In 1965, Coleman (Ontario, Canada; 1931) arrived at the Jackson Laboratory – where he is now emeritus professor – for what he thought would be a short stay and with no fixed research objective. He was assigned to work on a second strain of obese mice, running comparative studies with the first. After a series of ingenious experiments connecting up the circulatory systems of obese and normal mouse pairs, he concluded that there must be a circulating satiety factor in the blood with the power to suppress appetite. And he also discovered that this hormone acted on the brain.

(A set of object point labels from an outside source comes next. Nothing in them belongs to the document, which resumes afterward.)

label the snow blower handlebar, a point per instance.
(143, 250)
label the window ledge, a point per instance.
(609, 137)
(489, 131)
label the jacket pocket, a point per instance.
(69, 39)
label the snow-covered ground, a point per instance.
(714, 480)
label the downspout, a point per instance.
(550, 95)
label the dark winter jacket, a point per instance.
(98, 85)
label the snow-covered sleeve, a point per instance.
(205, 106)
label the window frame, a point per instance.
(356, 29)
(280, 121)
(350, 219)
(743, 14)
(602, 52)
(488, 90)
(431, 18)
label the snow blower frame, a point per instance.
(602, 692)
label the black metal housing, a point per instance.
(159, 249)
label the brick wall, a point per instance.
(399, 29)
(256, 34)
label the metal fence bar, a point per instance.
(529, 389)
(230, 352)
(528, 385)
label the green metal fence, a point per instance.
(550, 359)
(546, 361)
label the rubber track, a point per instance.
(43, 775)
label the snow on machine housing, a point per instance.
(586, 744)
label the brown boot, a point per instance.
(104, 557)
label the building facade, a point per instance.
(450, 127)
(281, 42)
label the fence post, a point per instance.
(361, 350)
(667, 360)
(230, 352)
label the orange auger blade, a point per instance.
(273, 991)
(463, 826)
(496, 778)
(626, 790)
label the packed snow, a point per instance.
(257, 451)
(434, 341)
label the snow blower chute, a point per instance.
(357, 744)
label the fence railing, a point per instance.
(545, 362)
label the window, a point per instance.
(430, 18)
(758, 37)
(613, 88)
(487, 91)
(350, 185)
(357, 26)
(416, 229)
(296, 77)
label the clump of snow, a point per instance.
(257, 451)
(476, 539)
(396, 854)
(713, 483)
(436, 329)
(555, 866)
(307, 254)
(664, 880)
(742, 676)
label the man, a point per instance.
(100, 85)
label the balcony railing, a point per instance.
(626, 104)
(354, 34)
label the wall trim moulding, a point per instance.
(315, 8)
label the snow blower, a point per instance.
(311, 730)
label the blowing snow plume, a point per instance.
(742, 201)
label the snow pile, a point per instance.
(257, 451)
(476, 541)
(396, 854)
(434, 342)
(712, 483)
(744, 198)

Despite the conclusiveness of these findings, many of Coleman’s colleagues, he recalls now, “maintained the dogma that obesity is entirely behavioral, not physiological.” Others, however, embarked on a search for the elusive hormone, and “the hunt became a race,” in which Coleman too was an eager participant.
But the race turned out to be long-distance. The next chapter had to wait until 1986, when Friedman set up his own lab at Rockefeller University, New York – where he is now full professor – and resolved to seek out the satiety factor gene. Nowadays it would take him just a few weeks, but the era of genomics was still a distant dream. “Back then we didn’t have the technology to isolate genes,” Friedman explains, “so I knew it was going to be a hard task, and decided to call Coleman to get more background.”

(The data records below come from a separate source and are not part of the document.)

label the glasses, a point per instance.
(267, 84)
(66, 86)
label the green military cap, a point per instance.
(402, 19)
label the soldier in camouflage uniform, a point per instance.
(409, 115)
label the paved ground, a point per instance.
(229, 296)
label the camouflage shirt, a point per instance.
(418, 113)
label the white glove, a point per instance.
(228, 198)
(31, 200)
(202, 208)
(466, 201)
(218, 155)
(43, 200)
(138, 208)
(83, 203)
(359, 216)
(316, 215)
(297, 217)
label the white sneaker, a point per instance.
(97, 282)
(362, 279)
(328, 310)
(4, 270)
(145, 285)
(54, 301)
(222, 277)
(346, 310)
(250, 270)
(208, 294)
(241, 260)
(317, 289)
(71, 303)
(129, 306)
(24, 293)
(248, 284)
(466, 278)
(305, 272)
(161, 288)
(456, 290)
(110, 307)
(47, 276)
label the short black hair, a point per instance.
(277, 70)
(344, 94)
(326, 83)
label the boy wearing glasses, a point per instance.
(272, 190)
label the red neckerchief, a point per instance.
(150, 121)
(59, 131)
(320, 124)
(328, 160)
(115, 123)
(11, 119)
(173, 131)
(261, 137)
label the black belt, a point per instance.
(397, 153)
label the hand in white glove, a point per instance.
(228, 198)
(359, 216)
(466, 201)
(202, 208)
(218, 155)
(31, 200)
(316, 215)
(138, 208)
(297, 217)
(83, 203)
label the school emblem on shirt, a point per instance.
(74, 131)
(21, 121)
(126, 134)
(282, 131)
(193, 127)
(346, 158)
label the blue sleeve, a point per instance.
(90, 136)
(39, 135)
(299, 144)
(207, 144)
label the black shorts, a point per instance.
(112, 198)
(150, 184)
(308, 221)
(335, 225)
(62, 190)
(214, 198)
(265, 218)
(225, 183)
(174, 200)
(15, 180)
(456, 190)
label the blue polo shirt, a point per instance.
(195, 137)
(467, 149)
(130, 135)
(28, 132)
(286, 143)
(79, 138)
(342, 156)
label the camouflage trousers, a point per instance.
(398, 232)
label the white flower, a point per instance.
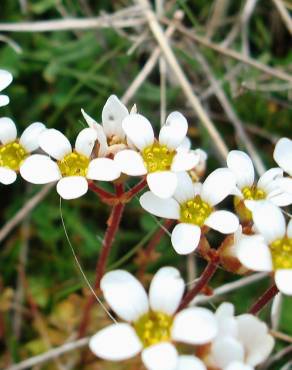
(5, 80)
(271, 250)
(110, 134)
(283, 157)
(267, 187)
(193, 205)
(242, 342)
(14, 151)
(160, 160)
(72, 168)
(151, 323)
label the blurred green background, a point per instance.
(58, 73)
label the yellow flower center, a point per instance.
(158, 157)
(195, 211)
(281, 250)
(249, 193)
(12, 155)
(154, 327)
(74, 164)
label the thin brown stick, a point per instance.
(182, 79)
(277, 73)
(130, 17)
(230, 112)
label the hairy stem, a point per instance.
(201, 283)
(113, 226)
(264, 300)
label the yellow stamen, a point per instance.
(158, 157)
(74, 164)
(281, 250)
(195, 211)
(12, 155)
(154, 327)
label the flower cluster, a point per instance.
(257, 235)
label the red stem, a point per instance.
(152, 245)
(201, 283)
(100, 192)
(264, 300)
(113, 226)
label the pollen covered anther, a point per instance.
(74, 164)
(195, 211)
(158, 157)
(154, 327)
(12, 155)
(281, 251)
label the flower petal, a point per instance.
(139, 130)
(85, 141)
(40, 169)
(116, 342)
(217, 186)
(162, 356)
(226, 350)
(8, 131)
(72, 187)
(55, 143)
(269, 221)
(185, 161)
(166, 208)
(125, 295)
(185, 188)
(113, 114)
(174, 131)
(253, 334)
(283, 154)
(188, 362)
(286, 184)
(7, 176)
(283, 279)
(185, 238)
(242, 167)
(130, 162)
(166, 290)
(5, 79)
(30, 136)
(267, 180)
(223, 221)
(253, 253)
(103, 169)
(162, 183)
(194, 325)
(4, 100)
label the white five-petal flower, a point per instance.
(151, 323)
(271, 248)
(72, 168)
(283, 157)
(5, 80)
(267, 187)
(14, 151)
(242, 342)
(193, 205)
(110, 134)
(159, 160)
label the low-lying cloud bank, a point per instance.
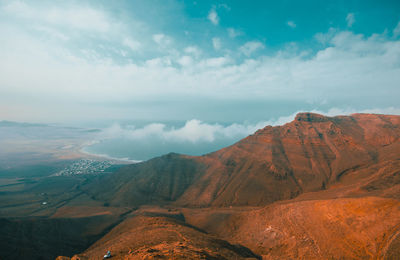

Coleman remembers that call, and also the satisfaction he felt eight years later, when his hypothesis was borne out. Because in 1994 Friedman reached the finish line. He describes some of his feelings during what was a very intense period: “Each phone call I got, my first thought was that someone had beaten me to it.” And when the breakthrough came: “It was absolutely exhilarating. I couldn’t sleep at night for months just thinking about how unbelievably elegant and beautiful nature’s solution to the calorie-counting problem is.”
Leptin – from the Greek leptos, thin – operates just as Coleman predicted. It is a hormone produced by fat cells that circulates in the bloodstream and acts on appetite control centers in the brain. The more fat you have, the more leptin your body makes and the less hungry you feel, which stops obese people from gaining more weight. And vice versa. If you lose body fat, you produce less leptin and your appetite increases. This important mechanism, as Friedman explains, has an evolutionary purpose: “It would be very dangerous to have no fat, because you would risk dying of starvation, but it would also be dangerous to be too fat, because you would be at the mercy of predators. So the system tries to maintain an optimal level.”

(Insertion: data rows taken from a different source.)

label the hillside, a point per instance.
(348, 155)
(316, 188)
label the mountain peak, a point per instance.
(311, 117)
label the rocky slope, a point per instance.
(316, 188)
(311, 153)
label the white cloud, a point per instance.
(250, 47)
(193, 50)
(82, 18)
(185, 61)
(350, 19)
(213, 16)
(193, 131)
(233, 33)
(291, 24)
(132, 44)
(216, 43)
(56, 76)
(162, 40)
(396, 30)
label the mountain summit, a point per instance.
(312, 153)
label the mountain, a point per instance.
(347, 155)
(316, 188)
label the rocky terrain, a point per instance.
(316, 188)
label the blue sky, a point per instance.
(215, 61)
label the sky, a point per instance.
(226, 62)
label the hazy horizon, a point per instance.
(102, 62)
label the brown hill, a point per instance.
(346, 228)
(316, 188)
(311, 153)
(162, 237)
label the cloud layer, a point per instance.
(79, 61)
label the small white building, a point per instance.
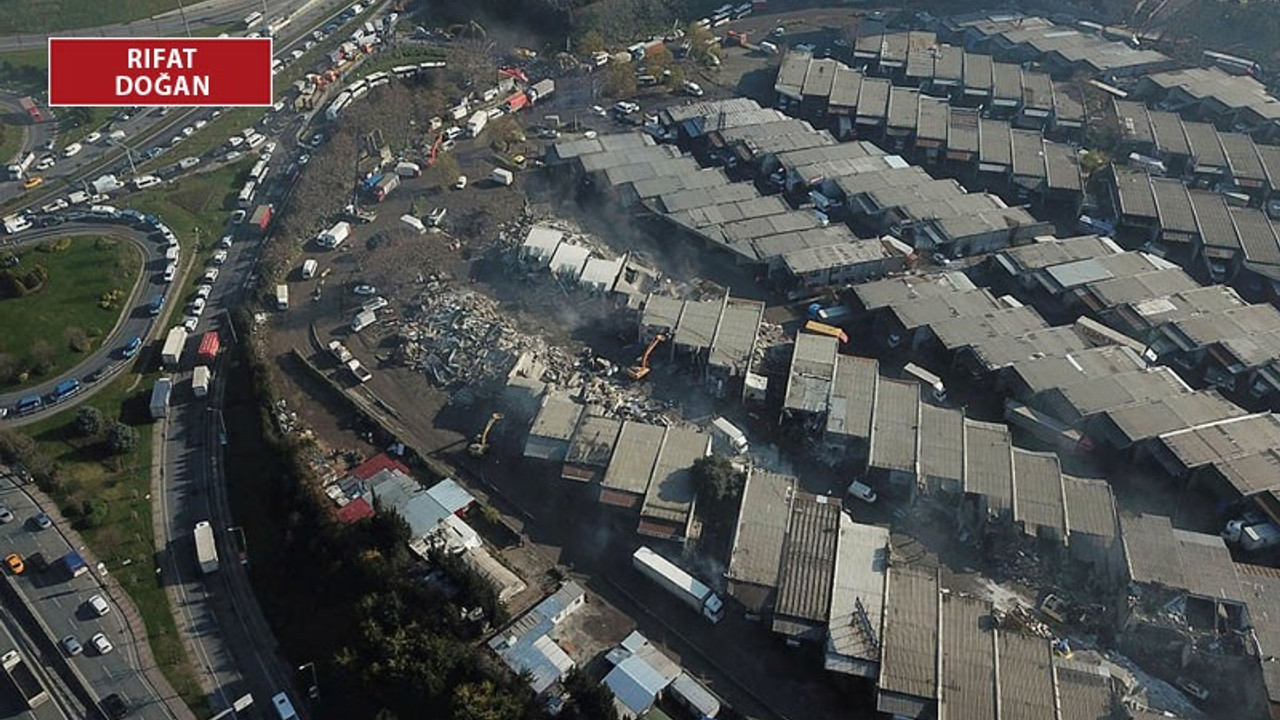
(540, 245)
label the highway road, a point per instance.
(135, 320)
(62, 604)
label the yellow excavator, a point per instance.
(480, 446)
(641, 370)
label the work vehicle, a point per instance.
(28, 686)
(480, 446)
(823, 328)
(935, 383)
(640, 370)
(174, 342)
(730, 436)
(160, 393)
(206, 548)
(689, 589)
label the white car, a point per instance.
(99, 606)
(101, 645)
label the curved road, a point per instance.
(135, 320)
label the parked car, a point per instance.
(101, 645)
(99, 606)
(71, 646)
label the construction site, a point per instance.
(991, 460)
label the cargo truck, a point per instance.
(476, 123)
(160, 393)
(206, 550)
(689, 589)
(30, 687)
(170, 355)
(730, 436)
(200, 378)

The robustness and precision of the system, capable under normal circumstances of keeping body weight stable over decades, is a source of wonderment to Friedman and Coleman, but it is also what makes dieting so hard. “The feeling of hunger that the obese must resist after they have lost a significant amount of weight is probably no less powerful than the drive to drink when one is thirsty,” Friedman has written. Studies show that the psychological and physiological profile of an obese person following a strict diet is comparable to that of someone suffering starvation.
We now know that leptin is not the only gene associated with obesity, but its identification is a first step towards a better understanding of the factors controlling appetite and, both laureates concur, towards the development of future drug therapies.